Among the glands accessory to the reproductive process are those that provide a fluid medium in which the spermatozoa may live, those that produce mucus which reduces friction during copulation, those that emit alluring odors to members of the opposite sex, and those that secrete nourishment for the ova, the embryos, and the newborn young.

The seminal vesicles of the male have already been mentioned as organs that secrete mucus. The most important male accessory gland is the prostate gland, a compound gland about the size of a chestnut located at the base of the urethra where the urethra leaves the bladder and enters the penis. The prostate secretes a thin milky fluid with a characteristic odor; this fluid constitutes the greater part of the semen that is deposited in the female vagina and that contains the spermatozoa. The prostate gland is present only in placental mammals, and among these mammals is absent in edentates, martens, otters, and badgers. Cowper's glands are two small glands, about the size of a pea, located on each side of the base of the penis. Their secretion is thick and clear and is believed to protect the spermatozoa against excess vaginal acidity. Cowper's glands are absent in bears, dogs, and aquatic mammals.
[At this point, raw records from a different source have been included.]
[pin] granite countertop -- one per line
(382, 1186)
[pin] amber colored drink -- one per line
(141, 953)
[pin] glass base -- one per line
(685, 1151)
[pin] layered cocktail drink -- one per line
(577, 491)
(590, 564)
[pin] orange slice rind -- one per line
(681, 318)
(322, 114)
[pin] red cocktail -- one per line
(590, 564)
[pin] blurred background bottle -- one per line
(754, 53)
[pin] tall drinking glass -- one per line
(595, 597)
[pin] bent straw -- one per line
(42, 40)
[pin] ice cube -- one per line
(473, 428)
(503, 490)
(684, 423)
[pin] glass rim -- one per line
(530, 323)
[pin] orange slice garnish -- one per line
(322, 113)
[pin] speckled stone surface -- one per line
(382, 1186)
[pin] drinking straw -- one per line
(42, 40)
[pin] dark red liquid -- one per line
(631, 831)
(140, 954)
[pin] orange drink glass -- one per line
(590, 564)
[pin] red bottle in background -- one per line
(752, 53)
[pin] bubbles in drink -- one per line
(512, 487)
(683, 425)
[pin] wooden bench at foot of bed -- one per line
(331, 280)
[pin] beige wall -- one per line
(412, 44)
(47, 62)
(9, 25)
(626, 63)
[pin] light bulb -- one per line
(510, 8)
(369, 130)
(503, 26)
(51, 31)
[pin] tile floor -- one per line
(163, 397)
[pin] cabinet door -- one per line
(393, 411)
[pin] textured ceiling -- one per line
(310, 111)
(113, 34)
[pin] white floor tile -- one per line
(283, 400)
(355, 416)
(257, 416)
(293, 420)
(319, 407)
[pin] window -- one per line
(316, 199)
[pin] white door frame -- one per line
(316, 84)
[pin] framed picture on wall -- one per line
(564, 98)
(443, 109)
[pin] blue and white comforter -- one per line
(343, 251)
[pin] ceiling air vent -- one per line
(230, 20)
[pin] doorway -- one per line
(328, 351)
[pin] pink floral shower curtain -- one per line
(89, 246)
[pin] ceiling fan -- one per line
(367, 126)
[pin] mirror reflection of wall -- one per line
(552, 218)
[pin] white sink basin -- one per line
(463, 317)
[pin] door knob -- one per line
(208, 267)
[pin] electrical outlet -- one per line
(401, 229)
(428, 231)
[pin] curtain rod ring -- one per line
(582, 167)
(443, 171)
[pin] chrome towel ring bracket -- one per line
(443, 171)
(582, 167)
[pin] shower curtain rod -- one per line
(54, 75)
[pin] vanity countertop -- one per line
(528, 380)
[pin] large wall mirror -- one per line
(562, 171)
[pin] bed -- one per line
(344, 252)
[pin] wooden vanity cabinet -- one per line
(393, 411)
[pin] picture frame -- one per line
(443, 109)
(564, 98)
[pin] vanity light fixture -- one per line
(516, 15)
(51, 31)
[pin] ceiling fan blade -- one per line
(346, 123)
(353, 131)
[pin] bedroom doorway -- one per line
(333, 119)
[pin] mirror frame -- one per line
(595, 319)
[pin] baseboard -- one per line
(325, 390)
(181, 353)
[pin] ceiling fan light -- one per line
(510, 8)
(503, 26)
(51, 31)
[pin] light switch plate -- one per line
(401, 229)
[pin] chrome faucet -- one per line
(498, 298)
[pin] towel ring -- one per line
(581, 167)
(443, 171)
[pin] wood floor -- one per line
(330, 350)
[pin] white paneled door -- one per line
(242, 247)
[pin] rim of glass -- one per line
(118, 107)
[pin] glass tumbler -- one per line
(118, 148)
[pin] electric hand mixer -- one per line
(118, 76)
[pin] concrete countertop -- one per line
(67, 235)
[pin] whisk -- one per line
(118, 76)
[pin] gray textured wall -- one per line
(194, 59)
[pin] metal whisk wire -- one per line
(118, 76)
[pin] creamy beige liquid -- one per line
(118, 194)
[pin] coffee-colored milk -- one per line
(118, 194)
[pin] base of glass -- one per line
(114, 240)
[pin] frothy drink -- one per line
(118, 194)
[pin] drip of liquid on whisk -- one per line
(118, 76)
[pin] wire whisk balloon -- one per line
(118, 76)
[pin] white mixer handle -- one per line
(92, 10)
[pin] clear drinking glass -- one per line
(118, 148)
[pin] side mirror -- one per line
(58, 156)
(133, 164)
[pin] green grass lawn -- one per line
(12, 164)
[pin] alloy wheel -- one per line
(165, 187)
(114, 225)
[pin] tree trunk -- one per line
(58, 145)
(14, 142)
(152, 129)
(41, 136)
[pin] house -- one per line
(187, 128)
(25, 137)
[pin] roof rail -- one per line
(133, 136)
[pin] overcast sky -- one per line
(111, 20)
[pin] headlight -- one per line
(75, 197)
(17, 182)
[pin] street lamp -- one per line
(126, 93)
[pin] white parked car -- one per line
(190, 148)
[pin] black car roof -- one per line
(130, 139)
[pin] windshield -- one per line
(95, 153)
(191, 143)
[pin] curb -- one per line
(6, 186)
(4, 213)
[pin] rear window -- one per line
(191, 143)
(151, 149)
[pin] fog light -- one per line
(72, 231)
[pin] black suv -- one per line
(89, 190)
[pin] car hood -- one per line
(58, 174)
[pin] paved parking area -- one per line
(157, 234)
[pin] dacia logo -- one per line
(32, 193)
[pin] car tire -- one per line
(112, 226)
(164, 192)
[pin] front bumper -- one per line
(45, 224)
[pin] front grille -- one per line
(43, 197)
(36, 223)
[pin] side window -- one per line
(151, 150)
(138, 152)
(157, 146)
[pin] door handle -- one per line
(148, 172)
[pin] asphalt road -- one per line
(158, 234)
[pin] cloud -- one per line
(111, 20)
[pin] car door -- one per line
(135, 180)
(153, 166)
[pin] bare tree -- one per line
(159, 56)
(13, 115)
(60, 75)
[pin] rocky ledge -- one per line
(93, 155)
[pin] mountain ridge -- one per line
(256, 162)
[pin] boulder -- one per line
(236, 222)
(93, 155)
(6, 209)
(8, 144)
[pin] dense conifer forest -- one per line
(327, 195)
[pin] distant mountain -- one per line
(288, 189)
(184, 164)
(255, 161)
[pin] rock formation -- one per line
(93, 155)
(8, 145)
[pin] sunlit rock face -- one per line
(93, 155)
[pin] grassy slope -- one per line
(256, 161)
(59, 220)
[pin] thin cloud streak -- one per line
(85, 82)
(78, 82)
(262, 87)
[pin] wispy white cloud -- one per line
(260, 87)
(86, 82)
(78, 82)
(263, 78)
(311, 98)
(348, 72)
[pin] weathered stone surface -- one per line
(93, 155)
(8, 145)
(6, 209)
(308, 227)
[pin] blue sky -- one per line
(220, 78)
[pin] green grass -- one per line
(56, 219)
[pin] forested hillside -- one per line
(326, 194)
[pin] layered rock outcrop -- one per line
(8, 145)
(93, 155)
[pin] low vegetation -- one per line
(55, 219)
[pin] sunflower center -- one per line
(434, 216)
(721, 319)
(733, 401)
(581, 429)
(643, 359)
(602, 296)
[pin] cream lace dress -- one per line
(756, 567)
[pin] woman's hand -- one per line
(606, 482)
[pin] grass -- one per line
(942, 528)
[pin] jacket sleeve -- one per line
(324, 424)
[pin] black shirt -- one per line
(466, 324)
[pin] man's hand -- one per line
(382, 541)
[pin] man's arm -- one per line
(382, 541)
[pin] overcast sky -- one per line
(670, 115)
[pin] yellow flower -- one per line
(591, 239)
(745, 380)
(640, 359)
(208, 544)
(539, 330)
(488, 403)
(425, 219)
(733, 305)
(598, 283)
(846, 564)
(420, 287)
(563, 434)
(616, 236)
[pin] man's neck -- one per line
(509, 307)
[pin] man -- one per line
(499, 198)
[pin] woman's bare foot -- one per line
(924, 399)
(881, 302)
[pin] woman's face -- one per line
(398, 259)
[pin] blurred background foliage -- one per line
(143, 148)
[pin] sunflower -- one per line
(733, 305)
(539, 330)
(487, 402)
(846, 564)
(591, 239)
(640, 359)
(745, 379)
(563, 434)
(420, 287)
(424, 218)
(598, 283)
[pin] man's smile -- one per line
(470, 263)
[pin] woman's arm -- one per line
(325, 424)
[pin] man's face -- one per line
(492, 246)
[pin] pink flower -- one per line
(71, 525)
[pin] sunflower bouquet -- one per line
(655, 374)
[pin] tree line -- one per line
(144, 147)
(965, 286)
The primary lubricating glands of the female are the cervical glands, located in the uterus where the uterus communicates with the vagina, and Bartholin's glands, located in the vestibule between the hymen and the labia minora. Both sets of glands secrete mucus. Female placental mammals also have uterine glands that prepare the uterus for the reception of the fertilized egg.
The anal glands of many mammals secrete special substances called pheromones, Pheromone, which signal reproductive readiness by scent to members of the opposite sex. Pheromones may occur in other glandular secretions as well.
Among the different structures serving to nourish the young, the placenta of placental mammals is unique (see Fetus). The mammary glands of mammals are also included among accessory reproductive glands (see Breast). Female egg-laying animals have albumen glands, which coat the zygote with nutrient albumen before the egg is laid, and nidamental glands, which surround the zygote and albumen with a leathery or calcareous shell.

The sex of a young embryo is indistinguishable, males and females passing through similar embryonic stages. Embryo males and females develop almost a duplicate set of reproductive organs, one set becoming vestigal shortly before birth, and the other set becoming prominent. Most cases of so-called mammalian hermaphroditism are actually cases of abnormal development in which external genitalia similar to those of both sexes have been developed. For example, mammalian females have a small, erectile organ, consisting of two corpora cavernosa,located in the upper portion of the vestibule. This organ, called the clitoris, is homologous with the male penis; except in lemurs and a few rodents it does not contain the urethra, which is usually located beneath the clitoris. In species in which the male possesses a penis bone, the clitoris of the female contains a small bone.